Indian freedom fighter

Sundaram Ramakrishnan or S. Ramakrishnan (22 July 1922 – 14 February 2003) was an Indian freedom fighter and social activist. He was widely known for his leadership to spread the values of Indian Culture globally as the director-general of the Bharatiya Vidya Bhavan and has been awarded both the Padma Shri and Padma Bhushan by the Government of India for his service to the nation.

Ramakrishnan was born in Pushpagiri, Thrissur in Kingdom of Cochin (now Kerala). During his school days, Ramakrishnan was heavily influenced by Mahatma Gandhi and Chandrashekarendra Saraswati, the then Paramacharya of Kanchi Kamakoti Peetham after they visited Malabar district during the Vaikom and Guruvayur Satyagraha to eradicate untouchability at Hindu temples. In 1939, he came to Bombay in search of employment and joined the individual Satyagraha movement a year later that was launched by Gandhiji and took an active part in the Constructive Program. He was imprisoned at Yerawada Central Jail, Pune during the Quit India Movement in 1942.

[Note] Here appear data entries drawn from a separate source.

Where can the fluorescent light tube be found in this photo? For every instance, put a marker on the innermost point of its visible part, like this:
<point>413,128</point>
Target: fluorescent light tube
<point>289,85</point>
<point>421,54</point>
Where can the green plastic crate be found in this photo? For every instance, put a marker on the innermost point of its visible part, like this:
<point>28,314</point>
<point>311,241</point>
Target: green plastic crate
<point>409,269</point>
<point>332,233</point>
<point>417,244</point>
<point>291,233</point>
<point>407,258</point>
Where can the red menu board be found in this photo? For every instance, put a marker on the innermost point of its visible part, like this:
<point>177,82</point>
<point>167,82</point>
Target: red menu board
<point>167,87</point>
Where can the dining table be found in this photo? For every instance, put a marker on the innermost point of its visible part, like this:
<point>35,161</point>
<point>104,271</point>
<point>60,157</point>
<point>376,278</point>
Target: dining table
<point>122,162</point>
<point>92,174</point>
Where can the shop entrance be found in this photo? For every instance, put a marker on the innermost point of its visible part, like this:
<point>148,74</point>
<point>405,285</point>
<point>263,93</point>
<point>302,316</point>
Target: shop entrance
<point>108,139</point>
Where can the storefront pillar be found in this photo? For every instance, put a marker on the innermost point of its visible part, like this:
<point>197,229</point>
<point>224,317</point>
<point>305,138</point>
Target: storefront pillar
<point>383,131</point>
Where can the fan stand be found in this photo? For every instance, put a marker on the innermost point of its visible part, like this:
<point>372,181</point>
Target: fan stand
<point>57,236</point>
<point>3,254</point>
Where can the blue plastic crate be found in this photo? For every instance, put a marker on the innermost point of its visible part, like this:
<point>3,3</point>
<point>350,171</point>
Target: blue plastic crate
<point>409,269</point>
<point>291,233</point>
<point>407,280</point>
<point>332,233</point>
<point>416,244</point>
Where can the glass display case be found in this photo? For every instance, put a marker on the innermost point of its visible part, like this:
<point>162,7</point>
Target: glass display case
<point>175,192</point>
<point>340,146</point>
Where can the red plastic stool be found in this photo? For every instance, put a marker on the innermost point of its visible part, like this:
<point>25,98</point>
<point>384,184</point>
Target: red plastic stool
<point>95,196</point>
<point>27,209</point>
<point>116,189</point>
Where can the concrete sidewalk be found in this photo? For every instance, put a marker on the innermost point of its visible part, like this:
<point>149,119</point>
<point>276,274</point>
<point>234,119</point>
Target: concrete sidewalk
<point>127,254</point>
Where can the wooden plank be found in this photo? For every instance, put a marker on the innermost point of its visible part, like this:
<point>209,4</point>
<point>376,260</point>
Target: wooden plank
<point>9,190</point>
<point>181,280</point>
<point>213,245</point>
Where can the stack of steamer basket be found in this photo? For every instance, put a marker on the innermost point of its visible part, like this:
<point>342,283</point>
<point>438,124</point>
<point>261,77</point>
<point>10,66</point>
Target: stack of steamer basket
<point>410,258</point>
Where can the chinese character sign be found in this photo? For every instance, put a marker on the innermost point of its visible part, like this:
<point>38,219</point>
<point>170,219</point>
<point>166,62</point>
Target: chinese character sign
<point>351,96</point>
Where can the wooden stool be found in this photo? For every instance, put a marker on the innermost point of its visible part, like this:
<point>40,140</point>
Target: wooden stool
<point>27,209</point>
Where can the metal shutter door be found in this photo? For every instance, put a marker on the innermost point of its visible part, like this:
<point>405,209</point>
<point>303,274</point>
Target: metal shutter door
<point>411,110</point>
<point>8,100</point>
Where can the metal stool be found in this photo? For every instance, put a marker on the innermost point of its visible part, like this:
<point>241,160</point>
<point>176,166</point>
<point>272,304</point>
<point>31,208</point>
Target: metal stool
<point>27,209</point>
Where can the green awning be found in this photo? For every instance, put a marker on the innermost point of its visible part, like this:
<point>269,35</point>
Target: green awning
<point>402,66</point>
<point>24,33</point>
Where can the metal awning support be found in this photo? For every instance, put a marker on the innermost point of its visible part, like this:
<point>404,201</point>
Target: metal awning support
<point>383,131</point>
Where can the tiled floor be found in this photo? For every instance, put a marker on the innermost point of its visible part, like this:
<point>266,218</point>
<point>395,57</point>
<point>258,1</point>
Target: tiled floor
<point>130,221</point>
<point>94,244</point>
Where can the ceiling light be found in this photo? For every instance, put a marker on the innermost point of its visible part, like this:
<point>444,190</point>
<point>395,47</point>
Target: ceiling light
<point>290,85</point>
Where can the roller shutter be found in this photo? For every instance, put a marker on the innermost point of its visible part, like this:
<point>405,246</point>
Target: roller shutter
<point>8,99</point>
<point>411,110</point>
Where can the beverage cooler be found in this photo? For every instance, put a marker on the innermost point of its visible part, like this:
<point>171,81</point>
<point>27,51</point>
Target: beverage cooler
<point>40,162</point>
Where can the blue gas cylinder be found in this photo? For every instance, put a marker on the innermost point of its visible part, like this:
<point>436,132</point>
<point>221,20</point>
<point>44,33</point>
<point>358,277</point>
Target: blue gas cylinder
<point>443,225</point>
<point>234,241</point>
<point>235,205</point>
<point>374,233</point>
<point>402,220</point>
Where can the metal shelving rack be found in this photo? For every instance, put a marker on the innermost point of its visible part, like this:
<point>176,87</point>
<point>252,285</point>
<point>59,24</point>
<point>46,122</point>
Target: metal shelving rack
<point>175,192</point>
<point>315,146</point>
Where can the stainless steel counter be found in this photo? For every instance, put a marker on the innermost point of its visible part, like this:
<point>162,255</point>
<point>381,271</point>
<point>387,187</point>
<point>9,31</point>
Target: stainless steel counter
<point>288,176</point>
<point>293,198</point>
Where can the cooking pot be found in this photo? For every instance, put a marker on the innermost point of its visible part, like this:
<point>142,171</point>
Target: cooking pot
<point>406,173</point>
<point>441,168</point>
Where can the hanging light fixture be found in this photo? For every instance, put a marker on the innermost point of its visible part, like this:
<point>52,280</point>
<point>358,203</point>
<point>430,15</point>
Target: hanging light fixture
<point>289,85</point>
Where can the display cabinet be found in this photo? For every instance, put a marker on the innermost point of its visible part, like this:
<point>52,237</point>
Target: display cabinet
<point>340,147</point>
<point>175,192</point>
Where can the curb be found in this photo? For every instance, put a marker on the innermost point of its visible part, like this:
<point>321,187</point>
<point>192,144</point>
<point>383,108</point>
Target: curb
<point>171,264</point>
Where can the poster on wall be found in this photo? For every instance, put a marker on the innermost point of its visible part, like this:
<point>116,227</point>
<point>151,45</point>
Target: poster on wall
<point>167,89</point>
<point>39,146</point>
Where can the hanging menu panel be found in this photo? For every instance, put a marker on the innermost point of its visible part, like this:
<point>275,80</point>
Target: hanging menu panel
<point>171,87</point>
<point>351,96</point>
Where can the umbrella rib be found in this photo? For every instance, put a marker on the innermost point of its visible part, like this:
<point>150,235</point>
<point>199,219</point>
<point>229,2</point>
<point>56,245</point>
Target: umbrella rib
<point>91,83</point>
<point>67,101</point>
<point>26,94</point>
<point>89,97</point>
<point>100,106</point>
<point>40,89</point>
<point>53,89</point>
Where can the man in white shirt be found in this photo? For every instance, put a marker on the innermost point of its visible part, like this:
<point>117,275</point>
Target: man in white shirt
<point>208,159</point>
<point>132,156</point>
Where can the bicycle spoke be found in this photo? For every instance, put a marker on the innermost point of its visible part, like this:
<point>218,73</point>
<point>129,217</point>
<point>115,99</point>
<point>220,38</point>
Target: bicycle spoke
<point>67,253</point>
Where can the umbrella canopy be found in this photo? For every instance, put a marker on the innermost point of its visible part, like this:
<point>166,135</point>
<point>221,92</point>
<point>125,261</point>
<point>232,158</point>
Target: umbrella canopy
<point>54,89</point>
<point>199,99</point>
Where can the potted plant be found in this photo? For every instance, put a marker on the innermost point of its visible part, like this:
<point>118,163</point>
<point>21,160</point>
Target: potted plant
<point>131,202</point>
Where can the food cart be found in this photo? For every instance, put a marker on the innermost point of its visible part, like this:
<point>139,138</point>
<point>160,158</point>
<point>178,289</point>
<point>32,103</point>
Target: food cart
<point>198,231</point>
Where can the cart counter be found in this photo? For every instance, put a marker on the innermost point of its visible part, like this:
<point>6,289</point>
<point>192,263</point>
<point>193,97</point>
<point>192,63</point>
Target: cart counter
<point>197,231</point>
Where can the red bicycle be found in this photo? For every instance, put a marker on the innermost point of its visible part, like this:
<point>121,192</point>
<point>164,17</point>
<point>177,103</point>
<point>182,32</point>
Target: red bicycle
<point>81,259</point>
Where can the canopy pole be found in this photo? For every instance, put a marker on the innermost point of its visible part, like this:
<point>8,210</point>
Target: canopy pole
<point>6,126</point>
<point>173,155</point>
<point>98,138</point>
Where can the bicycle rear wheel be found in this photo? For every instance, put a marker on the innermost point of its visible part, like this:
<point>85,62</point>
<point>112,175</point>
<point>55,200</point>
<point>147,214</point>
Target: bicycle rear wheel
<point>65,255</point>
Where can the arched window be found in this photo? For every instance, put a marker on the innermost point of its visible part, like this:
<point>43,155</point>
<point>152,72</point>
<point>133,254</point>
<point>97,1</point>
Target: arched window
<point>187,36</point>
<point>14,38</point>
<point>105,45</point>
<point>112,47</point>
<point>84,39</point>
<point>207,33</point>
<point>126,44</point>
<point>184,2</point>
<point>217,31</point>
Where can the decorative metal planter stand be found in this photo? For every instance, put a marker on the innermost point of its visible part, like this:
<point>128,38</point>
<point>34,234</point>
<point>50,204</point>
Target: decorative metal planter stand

Closely associated with leaders of the Indian independence movement, he later went on to serve as the personal secretary of Sardar Vallabhbhai Patel after Patel's release from Ahmednagar Fort Jail on 15 June 1945 and during the 1946 Cabinet Mission to India up to a few months after he assumed the office of Deputy Prime Minister and settled down in Delhi.

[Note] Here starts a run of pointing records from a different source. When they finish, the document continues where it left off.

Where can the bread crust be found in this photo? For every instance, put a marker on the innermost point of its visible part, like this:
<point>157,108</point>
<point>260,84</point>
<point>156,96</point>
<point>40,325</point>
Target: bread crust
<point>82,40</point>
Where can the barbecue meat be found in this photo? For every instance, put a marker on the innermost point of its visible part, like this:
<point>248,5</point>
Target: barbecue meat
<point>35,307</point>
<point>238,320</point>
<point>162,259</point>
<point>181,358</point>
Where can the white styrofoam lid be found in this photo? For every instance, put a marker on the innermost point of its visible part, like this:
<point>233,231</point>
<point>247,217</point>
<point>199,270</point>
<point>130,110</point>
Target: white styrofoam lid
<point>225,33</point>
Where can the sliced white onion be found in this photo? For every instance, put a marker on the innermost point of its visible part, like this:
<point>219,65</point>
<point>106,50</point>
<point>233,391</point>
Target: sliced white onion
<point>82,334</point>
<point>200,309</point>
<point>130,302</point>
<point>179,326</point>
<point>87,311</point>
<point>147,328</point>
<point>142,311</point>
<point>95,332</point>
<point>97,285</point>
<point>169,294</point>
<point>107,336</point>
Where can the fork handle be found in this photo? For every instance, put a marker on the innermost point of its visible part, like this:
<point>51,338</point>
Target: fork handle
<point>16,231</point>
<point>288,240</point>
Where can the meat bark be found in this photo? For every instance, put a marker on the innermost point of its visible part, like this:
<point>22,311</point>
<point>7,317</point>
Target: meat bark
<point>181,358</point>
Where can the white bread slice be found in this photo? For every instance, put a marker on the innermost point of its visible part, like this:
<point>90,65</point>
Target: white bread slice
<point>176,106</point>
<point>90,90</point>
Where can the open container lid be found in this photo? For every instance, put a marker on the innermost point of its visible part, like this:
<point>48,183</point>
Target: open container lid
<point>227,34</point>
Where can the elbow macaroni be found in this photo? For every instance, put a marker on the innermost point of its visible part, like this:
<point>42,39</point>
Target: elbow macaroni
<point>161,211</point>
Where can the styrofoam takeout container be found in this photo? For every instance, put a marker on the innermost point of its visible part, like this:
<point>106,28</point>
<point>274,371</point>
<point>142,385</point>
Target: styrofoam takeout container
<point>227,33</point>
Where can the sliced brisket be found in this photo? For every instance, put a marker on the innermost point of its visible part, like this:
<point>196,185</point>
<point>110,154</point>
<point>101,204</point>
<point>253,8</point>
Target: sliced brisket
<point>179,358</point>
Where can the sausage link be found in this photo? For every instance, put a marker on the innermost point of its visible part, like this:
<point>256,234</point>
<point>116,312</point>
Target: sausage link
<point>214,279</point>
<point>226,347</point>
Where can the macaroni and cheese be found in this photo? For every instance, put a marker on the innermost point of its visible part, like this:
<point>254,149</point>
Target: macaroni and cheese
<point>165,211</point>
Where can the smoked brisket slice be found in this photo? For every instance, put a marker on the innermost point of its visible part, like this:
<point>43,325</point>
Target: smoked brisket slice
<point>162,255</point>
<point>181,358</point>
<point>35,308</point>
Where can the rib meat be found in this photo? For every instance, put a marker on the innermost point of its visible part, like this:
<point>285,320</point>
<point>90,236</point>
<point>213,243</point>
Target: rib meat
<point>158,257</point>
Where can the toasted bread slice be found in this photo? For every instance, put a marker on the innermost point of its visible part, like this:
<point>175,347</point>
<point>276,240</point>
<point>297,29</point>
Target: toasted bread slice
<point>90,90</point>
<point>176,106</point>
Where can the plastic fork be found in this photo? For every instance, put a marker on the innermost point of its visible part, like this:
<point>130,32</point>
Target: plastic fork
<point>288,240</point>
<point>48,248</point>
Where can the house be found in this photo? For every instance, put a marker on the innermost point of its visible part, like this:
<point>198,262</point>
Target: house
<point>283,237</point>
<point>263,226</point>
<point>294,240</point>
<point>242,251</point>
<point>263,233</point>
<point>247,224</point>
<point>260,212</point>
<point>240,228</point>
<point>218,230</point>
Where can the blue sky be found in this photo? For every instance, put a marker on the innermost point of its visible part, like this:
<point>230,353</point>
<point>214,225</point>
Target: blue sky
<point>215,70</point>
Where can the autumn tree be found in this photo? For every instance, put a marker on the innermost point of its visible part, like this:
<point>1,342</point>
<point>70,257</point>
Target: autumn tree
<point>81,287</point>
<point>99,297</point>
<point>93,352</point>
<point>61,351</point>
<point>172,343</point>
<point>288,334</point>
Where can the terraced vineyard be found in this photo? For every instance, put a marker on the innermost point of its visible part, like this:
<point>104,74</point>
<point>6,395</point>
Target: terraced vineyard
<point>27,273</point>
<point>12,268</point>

Not wanting to continue Government service after Indian Independence, Sardar Patel introduced Ramakrishnan to K. M. Munshi who founded Bharatiya Vidya Bhavan which he later decided to join as the secretary in 1947.

He was especially devoted to the cause of Hindu-Muslim unity and was chosen as a member of the National Integration Council in 1991. The Bhavan's S. Ramakrishnan Memorial Public School at Akamala, Wadakanchery is named in his memory.

==Bharatiya Vidya Bhavan==

Ramakrishnan devoted a large part of his life to spread Gandhian ideas and Indian culture through Bharatiya Vidya Bhavan. He was associated with serving the Bhavan for 56 years, joining it as the secretary in 1947 at the age of 25 and subsequently taking over as the director after the death of Bhavan's founder Munshiji in 1971 and up to his own death in 2003.

==Death==
Ramakrishnan died of a massive heart attack at his residence in Mumbai on Valentine's Day 2003 aged 81.

==Civilian Honours==
Ramakrishnan was awarded Padma Shri in 1991 and Padma Bhushan in 2001 for social work.